İyi ki beni oyalayan kitaplarımdan ve defterlerimden bazılarını yanıma almıştım. Bir kez daha iç çektim.

Mavi gökyüzüne baktım. Görünüşe bakılırsa öğleden sonraydı. Yakında dinlenmek için duracaktık.

Yanımdaki iki arabacı ara sıra durma nezaketini göstermişlerdi. Yolculukta zorlandığımı biliyorlardı. Ne de olsa saraydan ilk kez ayrılıyordum.

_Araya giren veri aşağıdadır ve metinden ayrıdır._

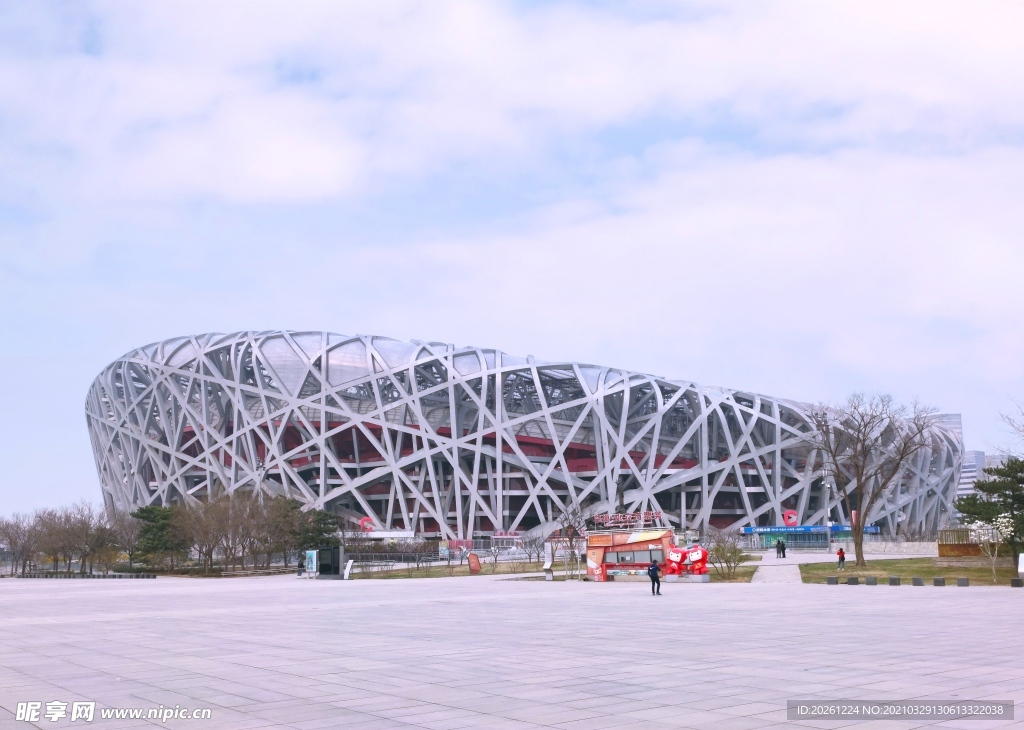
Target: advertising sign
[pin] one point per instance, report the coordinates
(872, 529)
(628, 519)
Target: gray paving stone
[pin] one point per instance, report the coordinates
(454, 653)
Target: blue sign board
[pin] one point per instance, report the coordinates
(871, 529)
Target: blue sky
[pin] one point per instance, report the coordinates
(802, 200)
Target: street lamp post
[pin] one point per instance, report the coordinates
(827, 489)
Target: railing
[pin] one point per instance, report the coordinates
(258, 571)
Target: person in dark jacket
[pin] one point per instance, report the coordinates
(655, 583)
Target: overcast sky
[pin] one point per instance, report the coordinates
(803, 200)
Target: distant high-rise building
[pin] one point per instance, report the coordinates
(974, 462)
(992, 461)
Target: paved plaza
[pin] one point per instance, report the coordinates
(481, 652)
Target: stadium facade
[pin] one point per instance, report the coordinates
(434, 440)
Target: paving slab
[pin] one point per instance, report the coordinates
(468, 652)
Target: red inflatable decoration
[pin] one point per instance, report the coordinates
(681, 561)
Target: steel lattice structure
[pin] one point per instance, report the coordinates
(435, 440)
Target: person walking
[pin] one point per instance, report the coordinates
(655, 583)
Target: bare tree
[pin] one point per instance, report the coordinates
(201, 524)
(126, 532)
(572, 532)
(725, 551)
(532, 545)
(20, 534)
(867, 445)
(49, 535)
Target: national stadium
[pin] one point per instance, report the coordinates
(433, 440)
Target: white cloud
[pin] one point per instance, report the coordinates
(800, 199)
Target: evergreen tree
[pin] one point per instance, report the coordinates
(998, 496)
(159, 538)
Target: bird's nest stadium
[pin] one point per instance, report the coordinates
(434, 440)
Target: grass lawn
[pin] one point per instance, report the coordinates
(743, 574)
(906, 569)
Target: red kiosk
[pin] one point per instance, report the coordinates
(626, 552)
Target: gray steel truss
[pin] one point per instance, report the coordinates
(435, 440)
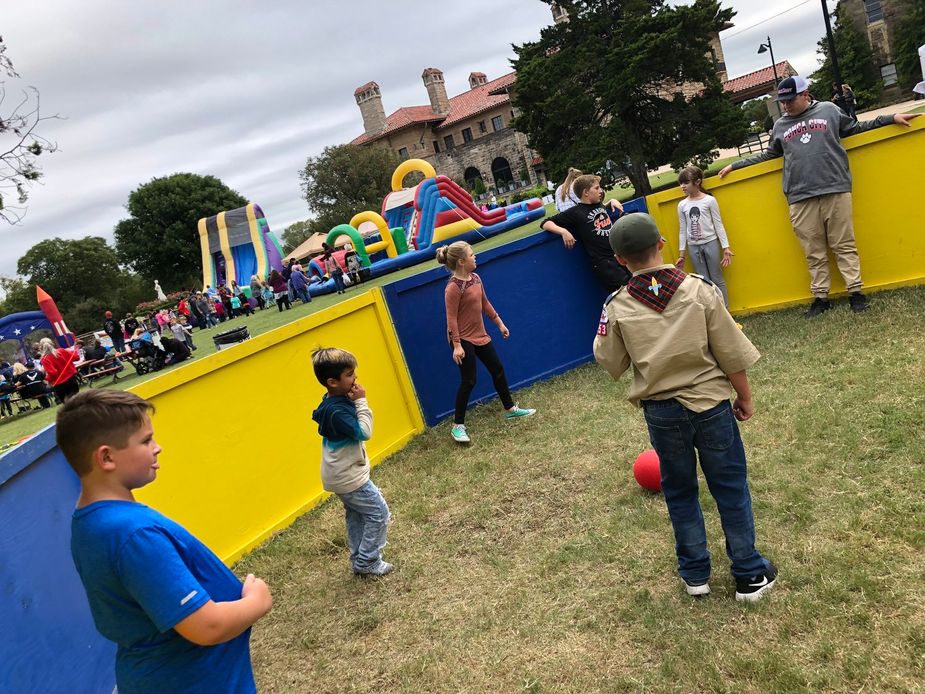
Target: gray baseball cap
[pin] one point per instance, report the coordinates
(634, 233)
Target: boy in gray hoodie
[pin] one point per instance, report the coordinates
(345, 422)
(817, 183)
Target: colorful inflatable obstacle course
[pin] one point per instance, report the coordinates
(236, 245)
(413, 221)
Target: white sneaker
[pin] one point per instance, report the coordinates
(696, 590)
(459, 433)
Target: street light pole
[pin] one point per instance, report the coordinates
(767, 46)
(836, 73)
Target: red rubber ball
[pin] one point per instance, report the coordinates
(647, 472)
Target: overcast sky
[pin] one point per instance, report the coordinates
(245, 91)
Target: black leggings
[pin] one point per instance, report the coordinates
(65, 390)
(610, 274)
(489, 357)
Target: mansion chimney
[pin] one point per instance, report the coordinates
(369, 99)
(477, 79)
(436, 90)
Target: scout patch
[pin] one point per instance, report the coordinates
(655, 289)
(602, 326)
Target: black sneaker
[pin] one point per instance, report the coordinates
(751, 588)
(818, 307)
(858, 302)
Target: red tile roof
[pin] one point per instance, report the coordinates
(402, 118)
(368, 85)
(479, 99)
(758, 78)
(462, 106)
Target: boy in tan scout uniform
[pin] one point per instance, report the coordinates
(687, 355)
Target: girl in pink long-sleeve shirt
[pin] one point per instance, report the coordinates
(466, 301)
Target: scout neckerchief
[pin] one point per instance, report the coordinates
(655, 289)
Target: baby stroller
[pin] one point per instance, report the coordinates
(147, 356)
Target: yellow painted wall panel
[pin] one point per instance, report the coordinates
(241, 452)
(769, 269)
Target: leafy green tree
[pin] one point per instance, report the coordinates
(83, 276)
(855, 62)
(346, 179)
(910, 34)
(296, 233)
(20, 144)
(72, 269)
(605, 90)
(18, 295)
(160, 240)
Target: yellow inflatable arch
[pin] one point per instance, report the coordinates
(407, 167)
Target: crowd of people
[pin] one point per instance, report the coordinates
(144, 574)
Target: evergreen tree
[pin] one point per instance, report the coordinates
(855, 62)
(606, 90)
(910, 34)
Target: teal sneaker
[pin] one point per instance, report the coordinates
(459, 433)
(518, 412)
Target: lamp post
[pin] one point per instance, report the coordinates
(765, 47)
(836, 73)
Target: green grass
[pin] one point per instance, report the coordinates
(14, 428)
(532, 561)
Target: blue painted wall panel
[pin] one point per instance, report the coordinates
(50, 643)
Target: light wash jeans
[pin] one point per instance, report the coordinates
(367, 516)
(707, 261)
(679, 435)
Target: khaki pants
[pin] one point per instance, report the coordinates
(825, 222)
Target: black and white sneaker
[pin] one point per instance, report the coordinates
(751, 588)
(818, 307)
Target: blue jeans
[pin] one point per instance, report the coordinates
(675, 433)
(367, 517)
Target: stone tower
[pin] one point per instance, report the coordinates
(369, 99)
(477, 79)
(559, 14)
(436, 90)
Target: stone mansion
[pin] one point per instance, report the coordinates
(465, 137)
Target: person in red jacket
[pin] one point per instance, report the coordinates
(60, 372)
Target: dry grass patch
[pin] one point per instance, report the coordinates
(531, 560)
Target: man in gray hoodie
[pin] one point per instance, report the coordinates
(817, 183)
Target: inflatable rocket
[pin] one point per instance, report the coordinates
(63, 335)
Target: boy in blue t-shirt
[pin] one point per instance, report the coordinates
(180, 618)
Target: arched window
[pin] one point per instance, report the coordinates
(471, 174)
(501, 171)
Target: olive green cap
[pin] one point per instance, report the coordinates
(634, 233)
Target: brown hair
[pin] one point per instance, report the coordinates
(453, 255)
(568, 182)
(692, 174)
(331, 362)
(95, 418)
(583, 183)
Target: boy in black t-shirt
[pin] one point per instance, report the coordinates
(589, 222)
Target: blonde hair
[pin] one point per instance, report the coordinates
(568, 183)
(453, 255)
(95, 418)
(46, 346)
(692, 174)
(585, 182)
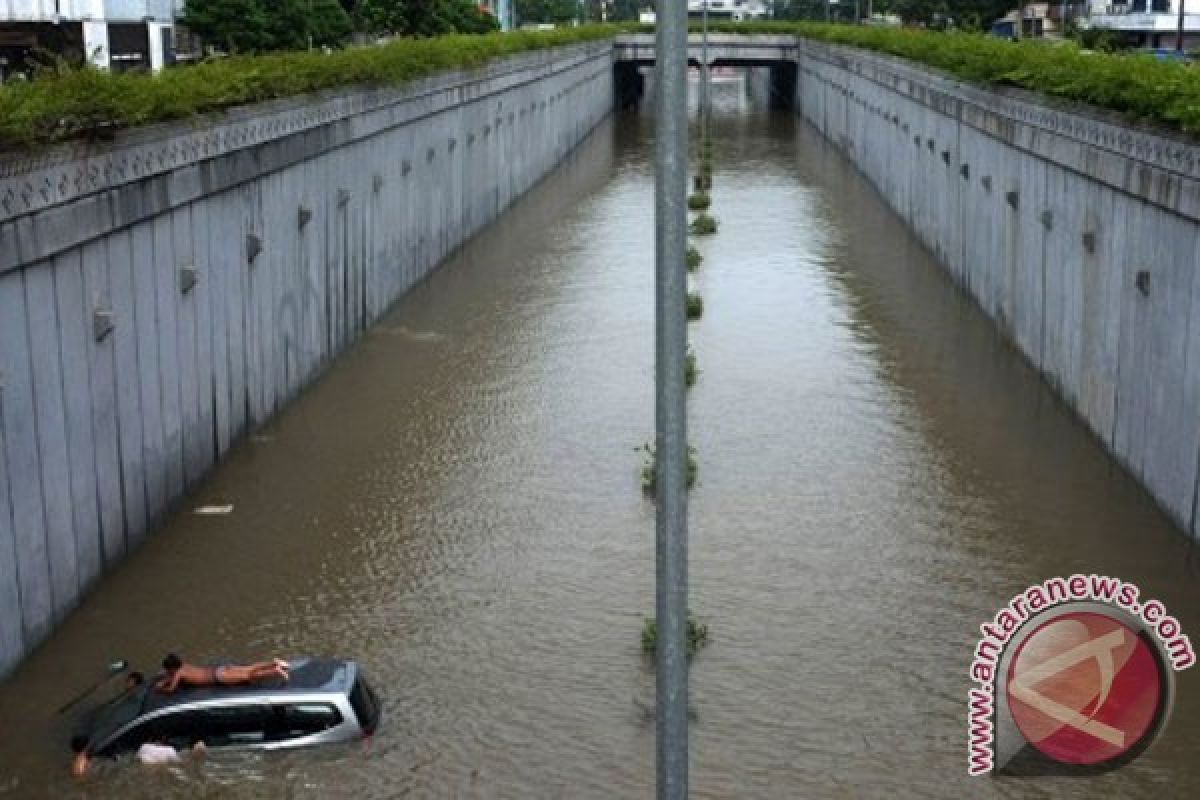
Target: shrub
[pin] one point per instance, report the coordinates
(649, 467)
(703, 224)
(67, 102)
(697, 635)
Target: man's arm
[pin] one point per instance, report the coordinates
(168, 684)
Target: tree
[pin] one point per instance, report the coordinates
(258, 25)
(424, 17)
(546, 11)
(234, 25)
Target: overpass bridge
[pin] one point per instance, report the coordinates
(775, 52)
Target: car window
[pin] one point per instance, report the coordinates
(173, 728)
(232, 725)
(305, 719)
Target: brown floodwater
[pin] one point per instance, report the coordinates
(456, 504)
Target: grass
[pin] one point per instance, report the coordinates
(703, 224)
(697, 635)
(1135, 84)
(65, 102)
(649, 468)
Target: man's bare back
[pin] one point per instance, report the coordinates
(185, 674)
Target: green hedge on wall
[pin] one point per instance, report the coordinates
(69, 103)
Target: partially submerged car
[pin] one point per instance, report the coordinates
(322, 702)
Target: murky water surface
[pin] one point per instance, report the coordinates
(456, 504)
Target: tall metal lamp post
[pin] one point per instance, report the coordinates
(670, 411)
(1179, 30)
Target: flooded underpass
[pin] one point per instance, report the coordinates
(456, 505)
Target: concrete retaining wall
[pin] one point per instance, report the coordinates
(1075, 232)
(168, 292)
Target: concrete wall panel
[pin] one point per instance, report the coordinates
(235, 259)
(1077, 234)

Bunca yıldır hiç dışarı çıkmamıştım. Bir arabaya bile binmemiştim. Bu benim ilk seferimdi. Heyecan verici olmalıydı ama şu anda en az hissettiğim şey buydu.

Yaşadığım korkunç ve acı dolu günleri hatırlamak bile tüylerimi ürpertmeye yetiyordu. Babam beni hiç sevmemişti. Ve kız kardeşim bana bakmaya bile cesaret edememişti.

Kız kardeşimin adı Celine’di. Celine benden dört yaş büyüktü. Altın rengi saçları ve mavi gözleri onu en güzel prenseslerden biri yapıyordu. Benim sahip olmadığım bütün güzelliğe sahipti.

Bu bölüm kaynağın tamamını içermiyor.